Did you notice the recession? Did it savage your household or neighbourhood? Have you noticed that things are looking up now and it’s (nearly) fine, sort of?
Or did you only know there was a recession because economists and politicians kept banging out numbers of gloom? Is it the same with the sort-of lift?
House prices are back to levels of a year ago. Mortgage rates are low. Incomes have gone on going up for those in work. The unemployment benefit total is under 60,000. The credit card has needed attention but pollsters report far more optimists than pessimists.
Sure, this is not the heady mid-decade boom when it seemed you could safely get richer by raising the credit limit or buying a bigger house. We have been reminded that house prices can go down as well as up and that a higher credit limit is a liability, not an asset.
But Michael Cullen injected a lot of cash into the economy in last year’s budget and Bill English jabbed in a fair amount more in his first budget. Between them they delivered a “fiscal impulse” of around 5 per cent of GDP — old-fashioned Keynesian budget management to kiss it all better for nervous voters.
Bill English nevertheless maintains a sober demeanour, proving that even Catholics are Presbyterian in once-Scottish Southland. English wants us to stay on the wagon until his budget is back in surplus.
That will be in 2016, the Treasury estimated on Tuesday, not 2018 as it said in May, because the world recession wasn’t as bad as feared and our economy should roll along nicely for the next few years. We can gently work off the hangover from the binge years.
Do you buy this modest optimism? In two separate places in Tuesday’s half-yearly economic and fiscal update and the budget policy statement the Treasury and English stated two seriously worrying facts.
One is that rich northern hemisphere countries will have to withdraw their massive fiscal and monetary stimuluses. As that veil is drawn back on the American, European and Japanese economies we will see whether, as one commentator has put it, there is an “e” to underpin the buoyant “p” in the sharemarkets — that is, whether companies will be earning enough revenue and profits next year to justify the prices being paid now for their shares.
The second serious worry is the unbalanced world economy — huge debts in the “western” economies, now being added to at a reckless pace by desperate governments, and huge surpluses in China and other vigorous Asian economies.
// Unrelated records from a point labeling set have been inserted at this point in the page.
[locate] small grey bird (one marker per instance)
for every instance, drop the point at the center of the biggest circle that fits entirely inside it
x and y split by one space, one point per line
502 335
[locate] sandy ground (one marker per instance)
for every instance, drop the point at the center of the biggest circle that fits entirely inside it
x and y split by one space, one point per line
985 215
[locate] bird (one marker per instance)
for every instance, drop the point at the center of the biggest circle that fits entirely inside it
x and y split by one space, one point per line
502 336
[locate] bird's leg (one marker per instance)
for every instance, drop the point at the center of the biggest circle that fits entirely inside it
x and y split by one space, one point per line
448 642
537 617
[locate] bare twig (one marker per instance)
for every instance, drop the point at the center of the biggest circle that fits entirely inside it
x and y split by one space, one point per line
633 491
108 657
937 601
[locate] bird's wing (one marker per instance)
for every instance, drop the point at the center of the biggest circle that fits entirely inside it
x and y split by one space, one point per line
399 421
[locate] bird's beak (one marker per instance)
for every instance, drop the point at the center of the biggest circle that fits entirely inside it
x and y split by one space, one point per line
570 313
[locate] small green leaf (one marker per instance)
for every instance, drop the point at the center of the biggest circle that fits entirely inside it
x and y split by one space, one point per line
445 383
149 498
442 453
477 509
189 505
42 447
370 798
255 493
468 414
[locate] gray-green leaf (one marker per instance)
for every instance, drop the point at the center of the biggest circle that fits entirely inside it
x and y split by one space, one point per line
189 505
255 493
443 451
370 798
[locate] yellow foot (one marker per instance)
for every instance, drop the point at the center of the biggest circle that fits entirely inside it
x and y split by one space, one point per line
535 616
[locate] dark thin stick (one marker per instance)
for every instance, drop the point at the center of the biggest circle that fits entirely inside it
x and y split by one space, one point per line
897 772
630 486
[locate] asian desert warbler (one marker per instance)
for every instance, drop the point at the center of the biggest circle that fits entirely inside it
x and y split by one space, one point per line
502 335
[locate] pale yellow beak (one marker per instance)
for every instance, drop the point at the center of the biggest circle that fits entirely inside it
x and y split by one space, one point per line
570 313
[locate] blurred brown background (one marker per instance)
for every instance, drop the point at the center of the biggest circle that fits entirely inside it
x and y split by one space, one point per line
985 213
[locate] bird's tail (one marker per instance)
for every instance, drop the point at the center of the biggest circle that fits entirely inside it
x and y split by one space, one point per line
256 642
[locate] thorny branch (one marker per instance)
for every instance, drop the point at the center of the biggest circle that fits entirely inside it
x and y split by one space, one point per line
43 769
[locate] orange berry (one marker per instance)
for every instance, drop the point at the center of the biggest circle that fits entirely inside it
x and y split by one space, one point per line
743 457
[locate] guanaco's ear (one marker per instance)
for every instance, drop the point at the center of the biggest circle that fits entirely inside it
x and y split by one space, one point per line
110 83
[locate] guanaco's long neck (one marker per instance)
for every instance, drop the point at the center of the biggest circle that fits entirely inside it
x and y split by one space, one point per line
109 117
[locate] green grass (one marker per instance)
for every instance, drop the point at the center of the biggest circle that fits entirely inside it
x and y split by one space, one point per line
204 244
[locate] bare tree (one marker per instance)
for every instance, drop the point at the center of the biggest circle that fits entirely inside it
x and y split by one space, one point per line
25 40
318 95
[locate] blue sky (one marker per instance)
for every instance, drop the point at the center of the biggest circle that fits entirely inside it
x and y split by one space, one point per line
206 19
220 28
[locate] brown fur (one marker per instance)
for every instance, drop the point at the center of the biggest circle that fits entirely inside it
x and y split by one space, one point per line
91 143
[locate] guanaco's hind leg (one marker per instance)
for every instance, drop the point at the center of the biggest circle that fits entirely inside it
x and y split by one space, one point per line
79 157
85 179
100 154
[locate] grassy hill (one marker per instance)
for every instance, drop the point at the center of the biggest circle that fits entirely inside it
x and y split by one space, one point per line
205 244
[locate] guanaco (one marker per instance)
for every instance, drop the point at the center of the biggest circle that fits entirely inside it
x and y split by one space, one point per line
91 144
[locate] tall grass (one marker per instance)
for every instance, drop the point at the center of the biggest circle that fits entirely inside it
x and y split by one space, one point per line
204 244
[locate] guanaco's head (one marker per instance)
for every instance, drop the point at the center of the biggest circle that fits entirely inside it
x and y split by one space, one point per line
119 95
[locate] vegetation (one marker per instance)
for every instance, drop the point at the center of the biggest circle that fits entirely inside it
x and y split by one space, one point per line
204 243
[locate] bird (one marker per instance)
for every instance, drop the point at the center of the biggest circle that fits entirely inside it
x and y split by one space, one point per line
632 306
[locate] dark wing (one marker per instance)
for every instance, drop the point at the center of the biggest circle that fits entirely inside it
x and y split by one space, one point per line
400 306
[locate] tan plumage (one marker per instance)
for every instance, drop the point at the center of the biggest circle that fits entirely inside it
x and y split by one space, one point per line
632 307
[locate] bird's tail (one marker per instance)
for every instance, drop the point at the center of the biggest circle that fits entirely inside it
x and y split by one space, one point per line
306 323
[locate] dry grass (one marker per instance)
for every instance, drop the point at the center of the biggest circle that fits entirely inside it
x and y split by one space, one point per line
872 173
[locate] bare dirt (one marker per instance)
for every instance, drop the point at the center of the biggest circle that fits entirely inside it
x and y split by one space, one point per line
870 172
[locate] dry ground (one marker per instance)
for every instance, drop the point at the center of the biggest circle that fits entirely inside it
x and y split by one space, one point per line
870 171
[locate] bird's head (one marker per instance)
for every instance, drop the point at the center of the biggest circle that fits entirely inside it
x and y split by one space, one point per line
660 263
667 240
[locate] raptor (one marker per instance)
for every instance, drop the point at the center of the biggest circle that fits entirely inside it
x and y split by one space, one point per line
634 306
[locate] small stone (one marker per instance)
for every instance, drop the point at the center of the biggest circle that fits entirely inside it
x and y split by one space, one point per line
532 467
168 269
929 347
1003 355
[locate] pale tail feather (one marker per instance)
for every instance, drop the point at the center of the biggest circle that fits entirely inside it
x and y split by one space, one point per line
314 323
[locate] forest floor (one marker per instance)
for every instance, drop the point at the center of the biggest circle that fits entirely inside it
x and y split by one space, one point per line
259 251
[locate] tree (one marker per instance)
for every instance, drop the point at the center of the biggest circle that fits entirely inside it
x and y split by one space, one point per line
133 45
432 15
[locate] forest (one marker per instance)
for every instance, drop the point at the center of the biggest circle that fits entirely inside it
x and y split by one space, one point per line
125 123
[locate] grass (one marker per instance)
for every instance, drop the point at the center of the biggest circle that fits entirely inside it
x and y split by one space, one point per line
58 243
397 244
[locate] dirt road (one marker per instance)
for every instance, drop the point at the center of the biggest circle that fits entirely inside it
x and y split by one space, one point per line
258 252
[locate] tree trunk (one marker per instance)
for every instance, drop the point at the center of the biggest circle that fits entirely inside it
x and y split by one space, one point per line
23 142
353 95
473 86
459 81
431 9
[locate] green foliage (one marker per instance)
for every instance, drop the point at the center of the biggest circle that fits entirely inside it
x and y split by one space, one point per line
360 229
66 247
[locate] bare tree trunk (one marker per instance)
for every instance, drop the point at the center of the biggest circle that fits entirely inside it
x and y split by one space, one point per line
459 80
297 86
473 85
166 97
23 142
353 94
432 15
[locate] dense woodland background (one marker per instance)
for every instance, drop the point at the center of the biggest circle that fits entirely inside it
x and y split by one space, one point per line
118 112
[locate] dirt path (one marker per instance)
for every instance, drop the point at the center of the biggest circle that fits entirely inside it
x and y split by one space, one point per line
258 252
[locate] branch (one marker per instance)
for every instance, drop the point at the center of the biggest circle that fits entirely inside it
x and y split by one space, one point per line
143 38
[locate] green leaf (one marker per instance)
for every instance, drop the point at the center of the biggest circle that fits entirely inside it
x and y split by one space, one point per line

At some point those imbalances will unwind.
Wrapped up in those worries is another: will the withdrawal of stimuluses be managed well or hashed; and will the unwinding of imbalances be sudden and disruptive or long and drawn out? No one knows.
Where the world goes, New Zealand goes. If the rich northern hemisphere countries go sideways or down as their fiscal and monetary drugs are withdrawn and as the imbalances correct, that will hurt here.
There is fortunate modifier called Australia, supplier of minerals and hydrocarbons to the rising Asian countries and old rich ones. If Australia stays on stratocruise, that will keep us gliding on. The super-lucky country hit a slow patch in the spring but economists and politicians are telling Australians it is now going nicely and will next year.
So, you might think, rest easy and muddle through — not the time for adventurous or wrenching government initiatives. That’s what a number of John Key’s ministers think, comforted by the economists’ numbers.
Actually, much needs to change if our incomes are to stay up with pack longer-term, two advisory groups have told ministers.
The tax working group said the tax system needs major repair if it is not to be a drag on the economy. A final report goes to ministers next month.
The capital markets development taskforce, set up by Labour’s Lianne Dalziel in mid-2008, has recommended major tax changes, private part-ownership of state enterprises, banks and agricultural cooperatives, a wider range of long-term debt (including local bodies and government businesses), better capability and scale in commercialising research, a specialist agricultural market centre and an overhaul of regulations (some lighter, some tighter), with special attention to financial advisers, disclosure documents and managed funds.
The government’s response to both will be led by John Key. Ministers and officials are talking up his annual Prime Minister’s statement on February 9 to open the 2010 parliamentary year as a major outline of what they are calling the “economic growth agenda”.
Next year is definition time for Key — boldness is a first-term-only-option. This year was judged to be a time for caution because of recession. When he and English pow-wow over the summer, the underlying question will be whether fear of losing votes plus the economists’ now soothing numbers trump game-changing repositioning of the economy to respond well to whatever shocks and opportunities lie ahead.